I've been thinking a lot about having a thankful spirit.
I know that's usually something that comes up in November ;), but it's been on my mind lately.
It's kind of a Biblical thing to be thankful even in times of trial, to praise God through the hard times as well as in the good times. I know that can be easier said than done. BUT when things go wrong, I don't find myself turning from God or blaming God, instead, I recognize that God is walking with me through it all and I am thankful.
Now, when I'm dealing with people, sometimes it's far easier to see what they're doing that displeases me than what I can be thankful for. It's easy to focus on how human beings are human.

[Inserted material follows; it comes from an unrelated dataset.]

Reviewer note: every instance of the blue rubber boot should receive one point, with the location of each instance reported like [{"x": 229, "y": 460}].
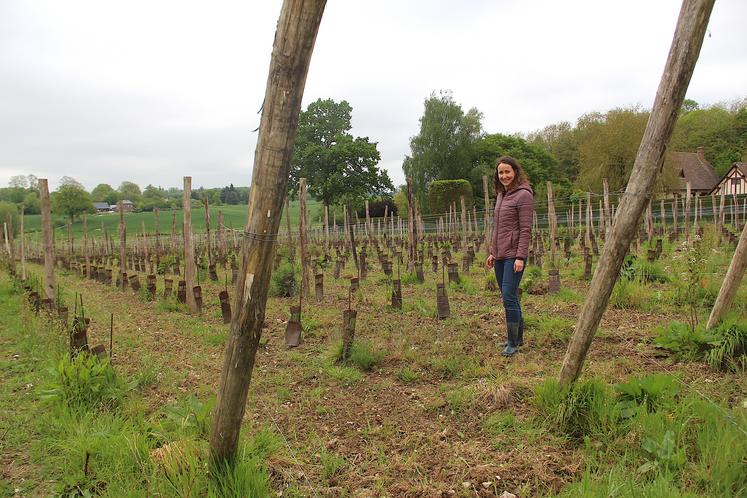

I admit I do this. Yet, when I see others taking things for granted it annoys me to no end. It gets all my self-righteous "Do you even hear yourself?!" going. I start thinking, "How self-centered can you be?" But I bite my tongue and sit on my hands because I'm trying not to be confrontational.
I don't want to be confrontational AND I realize that as Jesus said in Matthew 7, I need to worry about the plank in my own eye before worrying about the speck in another's.
Because after all, isn't it the things we dislike about ourselves that bother us most about others?
So the next time I'm feeling annoyed because someone doesn't do something in a way most convenient to me, I will remember that it isn't always all about me. I will remember that just because I feel inconvenienced, it doesn't mean that I have been purposely slighted. Maybe it means there are particularities I am unaware of.
I will be thankful for the relationships and the spirit in which things are done. I will remember that it's the thought that counts and that it's not always going to follow my thought process, but that is OK, understandable even. Because after all, we are all unique humans.
Praying that we all can find peace with those who might not always think as we do and still remember to be thankful for what they add to our lives.